Recent demand commentary offers no consensus on whether business travel cuts are permanent. The now-familiar sentiment that traffic numbers at least aren't getting any worse seems about right, but the summer is now over. Airlines in the coming weeks should start to get a better handle on corporate demand and discussions during the next round of airline earnings conference calls in five or six weeks could be telling.
Some airline leaders and industry analysts seem to be coming to grips with the likelihood that that business travel won't recover as quickly--or perhaps to the same degree--as it had following previous economic recessions. "There will be a longer-lasting impact--people will be more sensitive to appearances--after the downturn we've just been through," Continental Airlines CEO Larry Kellner told me a few weeks ago.
"In every downturn we have seen a lag in the return of the high-yielding premium customer and this go around will be no different. In fact, it will probably be more depressed than we have seen in the past," American Airlines vice president and general sales manager Kurt Stache added during a conversation that same day.

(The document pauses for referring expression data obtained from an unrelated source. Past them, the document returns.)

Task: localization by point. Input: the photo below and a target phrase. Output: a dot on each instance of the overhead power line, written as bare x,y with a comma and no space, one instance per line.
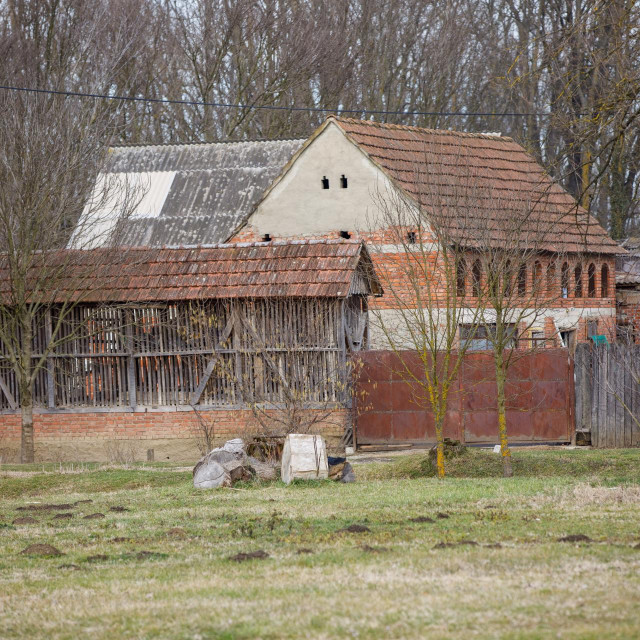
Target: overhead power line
223,105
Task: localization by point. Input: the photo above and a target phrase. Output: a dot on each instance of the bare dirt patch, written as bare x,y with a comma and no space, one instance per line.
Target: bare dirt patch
42,550
451,545
98,557
252,555
370,549
150,555
355,528
576,537
45,507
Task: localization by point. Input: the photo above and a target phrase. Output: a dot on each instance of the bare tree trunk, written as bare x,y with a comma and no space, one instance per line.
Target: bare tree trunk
27,451
440,444
505,452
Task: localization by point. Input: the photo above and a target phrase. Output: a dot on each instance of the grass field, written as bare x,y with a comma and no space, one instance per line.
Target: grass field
485,562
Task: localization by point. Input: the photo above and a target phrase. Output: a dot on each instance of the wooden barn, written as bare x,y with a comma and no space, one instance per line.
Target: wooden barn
155,337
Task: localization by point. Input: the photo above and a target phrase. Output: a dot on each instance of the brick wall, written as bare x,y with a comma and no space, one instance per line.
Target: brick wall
172,434
392,273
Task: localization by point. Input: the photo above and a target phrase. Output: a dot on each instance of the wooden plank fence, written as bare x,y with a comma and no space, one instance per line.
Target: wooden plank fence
607,384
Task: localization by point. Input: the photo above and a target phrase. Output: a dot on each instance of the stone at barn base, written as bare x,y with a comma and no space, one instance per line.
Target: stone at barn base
348,474
340,470
451,449
304,456
222,466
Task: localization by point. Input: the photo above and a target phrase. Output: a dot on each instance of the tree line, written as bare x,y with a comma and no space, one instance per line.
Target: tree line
573,66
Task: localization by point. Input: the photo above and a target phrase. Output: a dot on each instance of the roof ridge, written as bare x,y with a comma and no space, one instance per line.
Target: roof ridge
406,127
244,245
129,145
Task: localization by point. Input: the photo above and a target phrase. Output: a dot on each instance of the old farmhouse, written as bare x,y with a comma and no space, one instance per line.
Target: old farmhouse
161,339
249,268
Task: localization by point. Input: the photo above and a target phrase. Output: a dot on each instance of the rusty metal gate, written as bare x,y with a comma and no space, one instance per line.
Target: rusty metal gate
540,388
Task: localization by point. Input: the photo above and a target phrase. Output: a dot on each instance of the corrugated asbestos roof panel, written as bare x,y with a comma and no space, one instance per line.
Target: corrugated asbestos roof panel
486,182
213,190
224,271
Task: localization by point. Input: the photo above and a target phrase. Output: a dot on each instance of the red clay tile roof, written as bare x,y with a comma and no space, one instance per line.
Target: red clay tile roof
481,184
314,268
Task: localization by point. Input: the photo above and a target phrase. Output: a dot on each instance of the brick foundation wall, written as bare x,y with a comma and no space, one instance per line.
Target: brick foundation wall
126,436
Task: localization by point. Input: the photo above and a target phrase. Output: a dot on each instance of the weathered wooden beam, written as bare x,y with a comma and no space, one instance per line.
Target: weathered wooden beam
51,382
5,389
131,362
267,358
195,397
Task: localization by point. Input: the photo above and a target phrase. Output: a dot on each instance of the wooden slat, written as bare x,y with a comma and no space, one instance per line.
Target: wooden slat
195,398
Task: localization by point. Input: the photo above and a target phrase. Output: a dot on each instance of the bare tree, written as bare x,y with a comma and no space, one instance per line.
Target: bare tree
518,272
52,152
424,285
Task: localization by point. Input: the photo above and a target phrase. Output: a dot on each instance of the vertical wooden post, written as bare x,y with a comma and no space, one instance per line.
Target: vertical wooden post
131,363
51,390
235,341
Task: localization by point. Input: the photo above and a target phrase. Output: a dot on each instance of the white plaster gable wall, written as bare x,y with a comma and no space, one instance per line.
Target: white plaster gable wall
298,205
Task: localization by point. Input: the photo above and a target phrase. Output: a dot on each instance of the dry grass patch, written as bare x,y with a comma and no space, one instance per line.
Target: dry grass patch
163,568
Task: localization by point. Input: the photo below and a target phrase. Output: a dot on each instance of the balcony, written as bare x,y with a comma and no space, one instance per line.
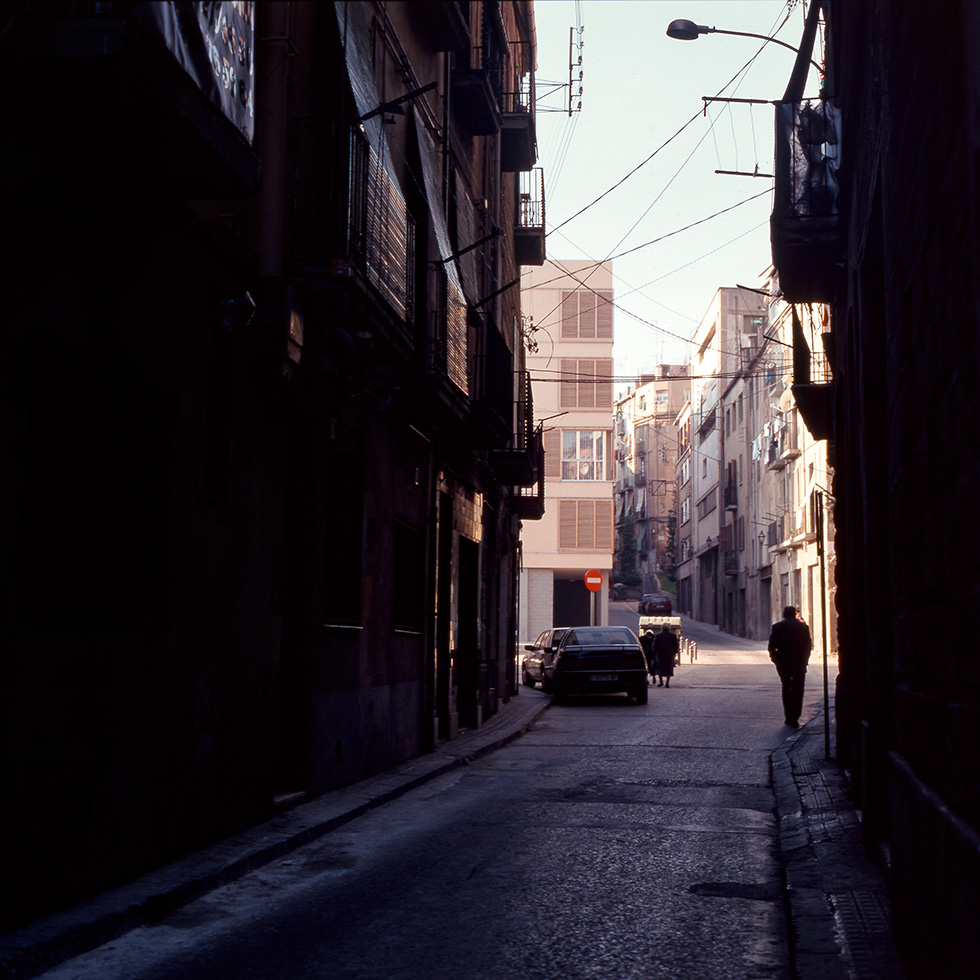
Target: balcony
173,119
477,88
805,225
474,101
520,465
529,247
518,138
444,23
527,500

J.P. Morgan analysts in a Sept. 10 research note wrote that "any argument as to why demand ought to recover (and just how quickly) becomes immediately suspect," partly due to corporations replacing some business travel with remote conferencing technologies. "The cost-driven earnings upside that many companies are experiencing may suggest that these air-alternatives are finally being taken more seriously," according to the note. "Perhaps potentially most alarming from the legacy airline perspective is that business travelers actually like traveling less and are becoming increasingly accustomed to doing just that. With technology and financial services remaining disproportionate consumers of air travel, we’ll see if this phenomenon reverses next year, though recent results for both sectors hardly appear to have been negatively affected by the grounding (or near-grounding) of employees."
Despite what they described as the "still precarious situation in terms of traffic, pricing and fuel input costs," J.P. Morgan analysts said "our industry fundamental thesis is improved and our credit recommendations reflect this less bearish, perhaps dare we say somewhat bullish stance."
Winter is "not expected to witness the level of upheaval that we feared just a few months ago," they wrote. "We simply cannot ignore recent economic data and growing evidence of global economic improvement. As such, we believe the industry is on the verge of turning a financial corner." J.P. Morgan also deemed "unlikely" any bankruptcy filings by a major U.S. carrier before spring.
The note also pointed to "the six broad industry fare increases since late spring and recent slowdown in the pace of promotional activity" as an indicator that airlines no longer are "over-correcting" for demand declines.